SELECT sum (view_homepage) AS viewed_homepage, sum (use_demo) AS use_demo, sum (enter_credit_card) AS entered_credit_cardFROM (--Get the first time each user viewed the homepage. SELECT user_id, 1 AS view_homepage, min (time) AS view_homepage_time FROM event WHERE data- > > 'type' =' view_homepage' GROUP BY user_id) E1 LEFT JOIN LATERAL (--For each row, get the first time the user_id did the use_demo-- event, if one exists within one week of view_homepage_time.

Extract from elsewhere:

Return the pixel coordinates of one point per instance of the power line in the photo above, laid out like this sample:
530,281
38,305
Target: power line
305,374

SELECT user_id, 1 AS use_demo, time AS use_demo_time FROM event WHERE user_id = e1.user_id AND data- > > 'type' =' use_demo' AND time BETWEEN view_homepage_time AND (view_homepage_time + 1000 / 60 / 60 / 24 / 7) ORDER BY time LIMIT 1) e2 ON true LEFT JOIN LATERAL (--For each row, get the first time the user_id did the enter_credit_card-- event, if one exists within one week of use_demo_time. SELECT 1 AS enter_credit_card, time AS enter_credit_card_time FROM event WHERE user_id = e2.user_id AND data- > > 'type' =' enter_credit_card' AND time BETWEEN use_demo_time AND (use_demo_time + 1000 "60" 60 "247) ORDER BY time LIMIT 1) e3 ON true

This will output:

Viewed_homepage | use_demo | entered_credit_card-+-+-827 | 220 | 86

From viewing the home page to using demo within a week, and then entering credit card information to it within a week, this provides us with a three-step channel conversion. Since then, the powerful PostgreSQL allows us to analyze these data result sets in depth and analyze the performance of our website as a whole. Then we may have the following problems to solve:

Does the use of demo increase the possibility of registration?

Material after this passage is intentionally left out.